Given the faint improvement in the economy, we seemed to have averted the failure of the banking and financial systems. But it's important to keep in mind that, even though the latest economic crisis struck fast and deep, it is only one symptom of a far deeper and more damaging problem, one that has been building slowly and insidiously since the late 1970s.

Despite several severe economic disruptions, most notably the 1980-82 recession, the 1987 stock market crash and the dot-com bubble of 2000, only the very oldest among us have ever experienced a downturn like this one. The severity takes your breath away. It may never be completely understood how so many financial institutions collapsed so quickly. But it's easy to see why it happened.

Personal responsibility and morality are the foundation upon which our society is built. This is not true of every society, but in ours, where all actions are legal unless specifically made illegal, individuals are responsible for their own actions and choices. We assume, whether we explicitly acknowledge it or not, that people will manage their own affairs by and large in a manner that is socially acceptable.

This is why the Founding Fathers so admired religious teachings, even as they were so troubled by attempts to put the teachings into practice. As John Adams said, "Statesmen, my dear sir, may plan and speculate for liberty, but it is religion and morality alone which can establish the principles upon which freedom can securely stand."

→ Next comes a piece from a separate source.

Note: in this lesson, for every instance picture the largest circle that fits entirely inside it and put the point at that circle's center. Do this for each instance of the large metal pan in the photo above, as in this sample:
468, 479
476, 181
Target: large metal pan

This is not to underestimate the importance of making and enforcing good laws. Nor is it meant to devalue the importance of effective regulation and oversight. Checks and balances are also among our timed-honored principles. While we hope for and encourage acceptable behavior in all, we rely on contrary interests to restrain it.

Solving problems in the most efficient, effective manner resides first with the people. The framers of the Constitution intentionally designed our government to be slow, cumbersome and inefficient.  Our government was designed to react to crises, not solve them before they occur.

So what bearing does this have on the current economic crisis?

When bankers offered to lend more than borrowers could pay back (resulting in overleverage), why didn't the borrowers say no? When borrowers wanted to borrow more than they could afford (such as they did with subprime mortgages), why didn't the bankers say no? When bankers offered overleveraged mortgages (mortgage pools) to the investment bankers and Freddie and Fannie, why  didn't the latter groups say no? When investment bankers brought the overleveraged mortgage pools to the rating agencies, why didn't the rating agencies say no? When investment bankers tried to sell the overleveraged mortgage pools back to the bankers, why didn't the banks say no?

Our current economic situation is but the most easily observed symptom of this more fundamental crisis. Remember, federal regulation of the securities markets came only after the crash of 1929 and the Great Depression. The federal government became involved only after the markets demonstrated their inability to regulate themselves.

In this regard, I am reminded of something Benjamin Franklin said after having helped write the Constitution. A woman ran up to him and excitedly asked, "What type of government have you given us, Mr. Franklin?" Franklin replied, "A republic ... if you can keep it." We retain our freedom of action only to the degree that we act responsibly and restrain ourselves. If we do not manage ourselves, someone else will do it for us and to us, and in ways we will find both burdensome and onerous.